Binary exponentiation leverages the following property:

xⁿ = (x^n/2)² if n is even xⁿ = x * (x^(n-1)/2)² if n is odd

This allows us to compute xⁿ in logarithmic time, significantly faster than the linear time of the naive approach. We handle negative exponents by taking the reciprocal of the result for the positive exponent.

1. Handle Base Cases: If n is 0, return 1 (x⁰ = 1). If n is negative, handle it by calculating the positive exponent and taking the reciprocal.

2. Recursive Calculation: If n is even, recursively calculate x^n/2 and square the result. If n is odd, recursively calculate x^(n-1)/2, square the result, and multiply by x.

3. Return Result: Return the calculated value.

Code

function myPow(x: number, n: number): number {
    if (n === 0) return 1;
    if (n < 0) return 1 / myPow(x, -n); // Handle negative exponents

    if (n % 2 === 0) {
        const halfPower = myPow(x, n / 2);
        return halfPower * halfPower;
    } else {
        const halfPower = myPow(x, (n - 1) / 2);
        return x * halfPower * halfPower;
    }
};

Complexity Analysis

• Time Complexity: O(log n). The recursive calls reduce the exponent by approximately half in each step, leading to logarithmic time complexity.

• Space Complexity: O(log n). This is due to the recursive call stack. In the worst case, the depth of the recursion is proportional to the logarithm of n. This could be improved to O(1) by using an iterative approach instead of recursion. However, the recursive approach is arguably more readable.

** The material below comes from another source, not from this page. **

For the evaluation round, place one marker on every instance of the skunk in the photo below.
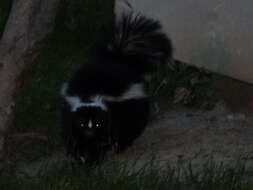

An iterative solution (for O(1) space complexity) would look like this:

function myPowIterative(x: number, n: number): number {
    if (n === 0) return 1;
    if (n < 0) {
        x = 1 / x;
        n = -n;
    }
    let result = 1;
    while (n > 0) {
        if (n % 2 === 1) result *= x;
        x *= x;
        n = Math.floor(n / 2);
    }
    return result;
}

Both solutions achieve the same time complexity, but the iterative one uses constant space. Choose the one that best suits your needs in terms of readability and space optimization priorities.